Whenever I see a piece of ceramic I remember my earlier years in the village I grew up.
As children we were surrounded by mugs, plates, different recipients for cooking, jars, bowls, recipients for wine and even recipients for pickles, all made out of ceramic.
The ceramic was not produced in our village, but in the mountain areas, some 80 km away. The ceramists were simple people who made a living with this job.
They used to come down to the plain to exchange their ceramic pieces with cereals. The cereals could not be harvested in their regions, for a number of reasons. The ancient trading-off practice was still alive in my childhood years.
I remember those days when my parents and grandparents were waiting for carriers to open their carriages and reveal their pieces of art: all sorts of ceramics in local style and colours. The carriers used to pack their goods in carriages and used to wrap them in straws.
My grandparents and parents were always prepared to trade-off cereals with ceramics. Both parties knew well how to negotiate and get a good deal.

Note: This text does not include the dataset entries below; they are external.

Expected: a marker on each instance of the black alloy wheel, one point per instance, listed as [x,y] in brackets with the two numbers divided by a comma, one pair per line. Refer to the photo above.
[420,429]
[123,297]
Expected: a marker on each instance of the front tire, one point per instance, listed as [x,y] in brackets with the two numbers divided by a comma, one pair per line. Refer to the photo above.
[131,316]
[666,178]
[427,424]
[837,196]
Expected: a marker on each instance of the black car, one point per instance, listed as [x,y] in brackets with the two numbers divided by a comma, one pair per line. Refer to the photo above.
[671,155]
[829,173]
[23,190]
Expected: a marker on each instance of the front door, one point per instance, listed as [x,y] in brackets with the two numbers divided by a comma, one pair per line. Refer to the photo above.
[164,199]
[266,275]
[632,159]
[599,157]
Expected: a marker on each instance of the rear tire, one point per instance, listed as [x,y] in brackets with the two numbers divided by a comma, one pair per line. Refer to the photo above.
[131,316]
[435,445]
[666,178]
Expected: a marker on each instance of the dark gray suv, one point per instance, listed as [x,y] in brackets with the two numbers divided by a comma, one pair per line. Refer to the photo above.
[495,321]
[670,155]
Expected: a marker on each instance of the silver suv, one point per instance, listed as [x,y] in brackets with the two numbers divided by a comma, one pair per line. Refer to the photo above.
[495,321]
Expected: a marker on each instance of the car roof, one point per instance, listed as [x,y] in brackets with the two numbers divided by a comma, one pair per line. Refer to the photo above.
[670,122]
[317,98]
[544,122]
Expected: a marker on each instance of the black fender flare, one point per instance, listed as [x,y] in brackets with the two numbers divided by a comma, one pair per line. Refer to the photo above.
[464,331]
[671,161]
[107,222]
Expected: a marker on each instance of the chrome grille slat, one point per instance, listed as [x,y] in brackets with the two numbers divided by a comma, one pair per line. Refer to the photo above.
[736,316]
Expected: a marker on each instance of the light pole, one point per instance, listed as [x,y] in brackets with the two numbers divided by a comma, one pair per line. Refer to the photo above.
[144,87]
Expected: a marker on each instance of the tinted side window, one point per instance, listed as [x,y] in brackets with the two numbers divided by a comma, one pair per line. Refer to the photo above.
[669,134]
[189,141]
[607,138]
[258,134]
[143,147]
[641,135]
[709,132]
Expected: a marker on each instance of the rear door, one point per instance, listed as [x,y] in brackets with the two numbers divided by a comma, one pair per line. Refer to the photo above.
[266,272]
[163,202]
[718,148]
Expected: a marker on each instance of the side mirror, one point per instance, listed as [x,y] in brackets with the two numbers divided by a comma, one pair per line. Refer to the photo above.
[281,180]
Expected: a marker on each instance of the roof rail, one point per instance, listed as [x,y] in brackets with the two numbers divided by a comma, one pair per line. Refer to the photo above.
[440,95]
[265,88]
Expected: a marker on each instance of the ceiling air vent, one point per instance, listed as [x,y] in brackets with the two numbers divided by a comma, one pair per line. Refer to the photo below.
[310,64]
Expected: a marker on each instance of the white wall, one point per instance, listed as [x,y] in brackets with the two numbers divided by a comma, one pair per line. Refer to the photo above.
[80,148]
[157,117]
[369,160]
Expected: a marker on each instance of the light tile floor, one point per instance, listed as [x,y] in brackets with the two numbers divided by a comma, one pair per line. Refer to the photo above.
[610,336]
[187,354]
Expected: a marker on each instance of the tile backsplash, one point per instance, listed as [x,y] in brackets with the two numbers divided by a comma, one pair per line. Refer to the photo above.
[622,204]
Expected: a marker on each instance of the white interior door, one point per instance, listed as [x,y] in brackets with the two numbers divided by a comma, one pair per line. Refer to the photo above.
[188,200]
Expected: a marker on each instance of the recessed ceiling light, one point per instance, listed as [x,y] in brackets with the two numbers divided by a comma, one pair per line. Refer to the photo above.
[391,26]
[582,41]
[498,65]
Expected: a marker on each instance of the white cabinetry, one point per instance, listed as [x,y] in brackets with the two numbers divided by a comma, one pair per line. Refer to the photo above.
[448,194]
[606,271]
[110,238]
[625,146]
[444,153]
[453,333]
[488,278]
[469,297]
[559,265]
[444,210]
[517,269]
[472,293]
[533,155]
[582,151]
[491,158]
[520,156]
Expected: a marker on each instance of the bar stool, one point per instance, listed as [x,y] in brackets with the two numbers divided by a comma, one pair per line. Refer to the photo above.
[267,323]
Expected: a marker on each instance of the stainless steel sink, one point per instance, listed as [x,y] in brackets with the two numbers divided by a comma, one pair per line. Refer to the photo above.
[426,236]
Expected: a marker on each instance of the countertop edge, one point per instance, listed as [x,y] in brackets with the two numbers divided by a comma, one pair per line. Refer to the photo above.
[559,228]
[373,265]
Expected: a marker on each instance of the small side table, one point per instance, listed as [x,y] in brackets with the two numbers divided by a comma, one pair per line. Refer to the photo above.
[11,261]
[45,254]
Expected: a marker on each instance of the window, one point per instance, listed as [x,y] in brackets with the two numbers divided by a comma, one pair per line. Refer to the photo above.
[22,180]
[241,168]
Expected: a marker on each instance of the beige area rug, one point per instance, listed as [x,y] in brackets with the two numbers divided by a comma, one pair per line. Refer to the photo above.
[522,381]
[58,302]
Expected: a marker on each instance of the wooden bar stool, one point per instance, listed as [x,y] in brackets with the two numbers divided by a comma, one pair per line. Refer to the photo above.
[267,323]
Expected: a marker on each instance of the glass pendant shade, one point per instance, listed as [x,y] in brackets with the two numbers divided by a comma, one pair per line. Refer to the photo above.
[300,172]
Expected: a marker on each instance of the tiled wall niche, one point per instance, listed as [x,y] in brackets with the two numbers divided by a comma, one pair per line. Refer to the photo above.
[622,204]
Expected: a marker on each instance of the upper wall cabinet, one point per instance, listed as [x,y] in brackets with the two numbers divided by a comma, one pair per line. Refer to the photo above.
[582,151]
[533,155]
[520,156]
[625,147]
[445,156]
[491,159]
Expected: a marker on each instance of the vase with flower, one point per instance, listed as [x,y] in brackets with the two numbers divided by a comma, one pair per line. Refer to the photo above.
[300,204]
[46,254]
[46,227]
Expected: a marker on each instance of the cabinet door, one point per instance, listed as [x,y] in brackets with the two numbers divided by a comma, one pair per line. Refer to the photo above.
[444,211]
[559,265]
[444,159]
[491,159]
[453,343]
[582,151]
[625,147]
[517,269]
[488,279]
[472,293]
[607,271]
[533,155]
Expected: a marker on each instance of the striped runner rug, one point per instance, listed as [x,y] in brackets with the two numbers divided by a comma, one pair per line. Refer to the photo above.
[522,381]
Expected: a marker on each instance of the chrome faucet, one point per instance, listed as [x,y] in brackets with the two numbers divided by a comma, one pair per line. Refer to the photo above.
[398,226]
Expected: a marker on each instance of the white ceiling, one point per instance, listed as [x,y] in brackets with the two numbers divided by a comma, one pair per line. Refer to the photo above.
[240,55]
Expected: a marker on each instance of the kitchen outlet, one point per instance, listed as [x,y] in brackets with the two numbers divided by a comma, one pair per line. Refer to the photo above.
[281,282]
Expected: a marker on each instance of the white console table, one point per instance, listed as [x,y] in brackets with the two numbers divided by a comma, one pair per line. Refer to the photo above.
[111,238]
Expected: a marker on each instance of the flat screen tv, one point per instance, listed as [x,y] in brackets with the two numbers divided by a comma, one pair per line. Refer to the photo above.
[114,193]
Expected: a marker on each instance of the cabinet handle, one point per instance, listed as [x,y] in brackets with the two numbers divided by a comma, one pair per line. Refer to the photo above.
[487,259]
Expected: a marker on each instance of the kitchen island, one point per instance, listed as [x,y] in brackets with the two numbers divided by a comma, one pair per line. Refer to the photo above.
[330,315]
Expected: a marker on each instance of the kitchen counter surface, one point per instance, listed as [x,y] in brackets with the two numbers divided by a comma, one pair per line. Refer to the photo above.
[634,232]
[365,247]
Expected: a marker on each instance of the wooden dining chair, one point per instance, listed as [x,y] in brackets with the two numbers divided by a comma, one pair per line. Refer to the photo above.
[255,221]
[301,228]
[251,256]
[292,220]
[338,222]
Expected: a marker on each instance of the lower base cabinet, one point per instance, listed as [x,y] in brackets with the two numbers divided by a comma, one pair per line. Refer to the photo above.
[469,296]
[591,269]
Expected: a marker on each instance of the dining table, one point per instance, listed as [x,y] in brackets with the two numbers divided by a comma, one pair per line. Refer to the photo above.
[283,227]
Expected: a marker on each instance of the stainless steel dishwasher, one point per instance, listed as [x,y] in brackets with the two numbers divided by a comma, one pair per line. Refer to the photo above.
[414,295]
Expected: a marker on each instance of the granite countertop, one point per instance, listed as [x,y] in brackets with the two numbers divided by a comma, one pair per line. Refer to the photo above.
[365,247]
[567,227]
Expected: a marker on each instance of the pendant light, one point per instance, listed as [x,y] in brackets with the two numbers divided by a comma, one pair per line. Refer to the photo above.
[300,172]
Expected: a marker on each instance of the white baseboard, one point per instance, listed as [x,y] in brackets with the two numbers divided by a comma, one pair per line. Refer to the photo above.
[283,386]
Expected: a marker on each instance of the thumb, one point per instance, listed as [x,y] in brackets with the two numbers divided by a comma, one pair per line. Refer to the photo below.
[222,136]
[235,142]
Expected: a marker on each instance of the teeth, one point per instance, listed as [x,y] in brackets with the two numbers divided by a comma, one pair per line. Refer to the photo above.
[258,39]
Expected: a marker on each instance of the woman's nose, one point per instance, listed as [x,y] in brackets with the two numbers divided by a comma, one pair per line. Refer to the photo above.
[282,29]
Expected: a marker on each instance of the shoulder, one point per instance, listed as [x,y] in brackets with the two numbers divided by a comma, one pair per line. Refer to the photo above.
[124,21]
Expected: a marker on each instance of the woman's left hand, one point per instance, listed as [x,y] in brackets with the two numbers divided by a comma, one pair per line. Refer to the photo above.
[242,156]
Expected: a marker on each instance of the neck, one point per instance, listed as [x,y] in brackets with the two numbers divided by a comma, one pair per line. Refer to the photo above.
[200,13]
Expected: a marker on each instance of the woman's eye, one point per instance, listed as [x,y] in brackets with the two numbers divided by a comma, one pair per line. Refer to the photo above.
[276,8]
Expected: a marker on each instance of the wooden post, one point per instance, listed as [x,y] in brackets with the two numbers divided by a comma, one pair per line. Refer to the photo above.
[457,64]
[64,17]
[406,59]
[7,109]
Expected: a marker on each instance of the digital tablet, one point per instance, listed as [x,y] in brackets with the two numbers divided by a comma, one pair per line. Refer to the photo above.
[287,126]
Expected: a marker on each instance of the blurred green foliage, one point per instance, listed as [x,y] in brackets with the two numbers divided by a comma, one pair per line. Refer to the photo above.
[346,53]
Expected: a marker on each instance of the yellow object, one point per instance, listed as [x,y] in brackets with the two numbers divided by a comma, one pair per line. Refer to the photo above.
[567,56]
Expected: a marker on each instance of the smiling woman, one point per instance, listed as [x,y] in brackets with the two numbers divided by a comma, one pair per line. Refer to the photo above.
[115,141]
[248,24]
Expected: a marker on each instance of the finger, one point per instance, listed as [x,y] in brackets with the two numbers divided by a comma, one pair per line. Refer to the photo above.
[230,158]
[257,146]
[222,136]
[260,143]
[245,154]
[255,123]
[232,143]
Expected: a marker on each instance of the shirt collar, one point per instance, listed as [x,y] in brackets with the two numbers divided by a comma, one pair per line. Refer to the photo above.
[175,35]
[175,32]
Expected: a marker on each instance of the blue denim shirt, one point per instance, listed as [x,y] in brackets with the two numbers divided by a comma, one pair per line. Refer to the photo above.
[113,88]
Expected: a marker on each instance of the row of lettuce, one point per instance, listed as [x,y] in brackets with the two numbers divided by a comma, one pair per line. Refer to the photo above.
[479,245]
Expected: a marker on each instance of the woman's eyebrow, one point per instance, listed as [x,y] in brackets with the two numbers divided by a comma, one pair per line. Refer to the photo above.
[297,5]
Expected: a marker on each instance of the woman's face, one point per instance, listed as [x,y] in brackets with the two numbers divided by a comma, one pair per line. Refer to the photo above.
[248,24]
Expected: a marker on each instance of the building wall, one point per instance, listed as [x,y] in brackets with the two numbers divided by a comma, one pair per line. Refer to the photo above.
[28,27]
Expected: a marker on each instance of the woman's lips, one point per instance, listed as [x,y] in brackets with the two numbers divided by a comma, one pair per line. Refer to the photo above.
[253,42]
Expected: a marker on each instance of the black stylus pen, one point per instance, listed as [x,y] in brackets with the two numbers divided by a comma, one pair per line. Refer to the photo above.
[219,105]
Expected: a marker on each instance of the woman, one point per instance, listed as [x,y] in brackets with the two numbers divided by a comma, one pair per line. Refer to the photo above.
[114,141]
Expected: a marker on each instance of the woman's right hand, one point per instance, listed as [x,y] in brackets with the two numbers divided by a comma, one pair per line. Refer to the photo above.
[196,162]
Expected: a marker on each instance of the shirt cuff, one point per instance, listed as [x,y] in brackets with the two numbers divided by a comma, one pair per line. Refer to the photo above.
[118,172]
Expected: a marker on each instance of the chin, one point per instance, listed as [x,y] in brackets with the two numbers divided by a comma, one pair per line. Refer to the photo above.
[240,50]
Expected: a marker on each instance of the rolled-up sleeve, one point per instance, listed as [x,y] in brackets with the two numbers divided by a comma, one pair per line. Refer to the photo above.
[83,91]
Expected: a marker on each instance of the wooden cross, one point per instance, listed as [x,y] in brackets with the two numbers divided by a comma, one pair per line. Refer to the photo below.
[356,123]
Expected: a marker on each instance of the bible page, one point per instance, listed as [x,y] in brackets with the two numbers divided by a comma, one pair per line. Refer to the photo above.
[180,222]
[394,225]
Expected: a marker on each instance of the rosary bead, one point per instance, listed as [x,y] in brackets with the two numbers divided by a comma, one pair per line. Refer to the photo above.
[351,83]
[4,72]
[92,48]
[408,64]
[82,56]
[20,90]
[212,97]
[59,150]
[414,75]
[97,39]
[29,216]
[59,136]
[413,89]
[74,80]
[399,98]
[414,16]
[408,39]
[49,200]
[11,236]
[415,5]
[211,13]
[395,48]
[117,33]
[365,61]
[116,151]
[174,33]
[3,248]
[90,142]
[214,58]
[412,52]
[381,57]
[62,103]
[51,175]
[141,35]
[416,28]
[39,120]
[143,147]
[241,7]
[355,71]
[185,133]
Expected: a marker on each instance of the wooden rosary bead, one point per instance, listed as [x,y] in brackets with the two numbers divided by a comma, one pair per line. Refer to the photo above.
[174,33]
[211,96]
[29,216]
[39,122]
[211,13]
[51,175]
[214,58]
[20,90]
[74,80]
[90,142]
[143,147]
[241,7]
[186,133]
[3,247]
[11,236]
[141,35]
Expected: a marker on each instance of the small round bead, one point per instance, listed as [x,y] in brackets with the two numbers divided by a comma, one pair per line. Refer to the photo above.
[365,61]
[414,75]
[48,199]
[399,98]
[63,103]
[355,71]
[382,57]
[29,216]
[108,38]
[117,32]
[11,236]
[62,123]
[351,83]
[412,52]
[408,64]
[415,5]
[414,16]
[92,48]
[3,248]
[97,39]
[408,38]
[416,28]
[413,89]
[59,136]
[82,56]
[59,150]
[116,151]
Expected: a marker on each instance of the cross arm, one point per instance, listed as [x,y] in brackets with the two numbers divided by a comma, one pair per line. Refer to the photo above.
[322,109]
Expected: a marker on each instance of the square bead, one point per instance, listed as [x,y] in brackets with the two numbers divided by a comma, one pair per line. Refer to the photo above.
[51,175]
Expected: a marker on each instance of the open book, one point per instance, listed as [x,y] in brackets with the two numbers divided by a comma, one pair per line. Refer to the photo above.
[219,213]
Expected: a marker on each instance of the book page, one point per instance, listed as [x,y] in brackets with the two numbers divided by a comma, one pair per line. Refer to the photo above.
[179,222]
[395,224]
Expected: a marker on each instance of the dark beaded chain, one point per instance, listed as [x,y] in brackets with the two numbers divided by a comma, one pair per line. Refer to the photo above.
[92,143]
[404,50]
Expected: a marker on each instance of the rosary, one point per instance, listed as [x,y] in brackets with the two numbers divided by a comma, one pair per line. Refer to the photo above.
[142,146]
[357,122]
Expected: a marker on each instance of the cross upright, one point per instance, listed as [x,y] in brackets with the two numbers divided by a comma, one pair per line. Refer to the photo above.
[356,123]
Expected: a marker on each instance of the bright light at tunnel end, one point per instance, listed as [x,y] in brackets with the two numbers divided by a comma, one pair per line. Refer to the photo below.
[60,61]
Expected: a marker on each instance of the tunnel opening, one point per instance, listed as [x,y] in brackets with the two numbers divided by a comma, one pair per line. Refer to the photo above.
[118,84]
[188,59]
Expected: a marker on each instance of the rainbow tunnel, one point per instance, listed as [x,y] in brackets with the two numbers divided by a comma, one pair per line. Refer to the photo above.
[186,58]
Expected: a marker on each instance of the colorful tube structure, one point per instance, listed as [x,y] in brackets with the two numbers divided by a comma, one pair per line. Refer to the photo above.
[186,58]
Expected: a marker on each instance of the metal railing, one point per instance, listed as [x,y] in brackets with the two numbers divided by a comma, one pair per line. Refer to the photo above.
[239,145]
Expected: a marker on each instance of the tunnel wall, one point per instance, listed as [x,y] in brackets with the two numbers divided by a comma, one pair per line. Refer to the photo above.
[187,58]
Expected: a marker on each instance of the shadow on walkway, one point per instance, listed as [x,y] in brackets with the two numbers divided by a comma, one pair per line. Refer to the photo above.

The regular “price” was actually the volume of the recipients in cereals.
Even today I remember how excited we were to see what was hidden between the straws in the carriage. The ceramic decorations of the region were simple stripes and occasionally circles, in the colours of the mountains: dark, mild and lime green, ochre, terracotta, brown of all types, including the autumn palette.
Growing up and going to school I found more about the ceramic styles and why each region has got its own way of making it, in colours and decorative elements that reflected particular drawing and colouring patterns of the local cultures.
With the years, seeing a piece of ceramic brings me back to my earlier years in the village I grew up. In my mind they keep alive a particular context of those times.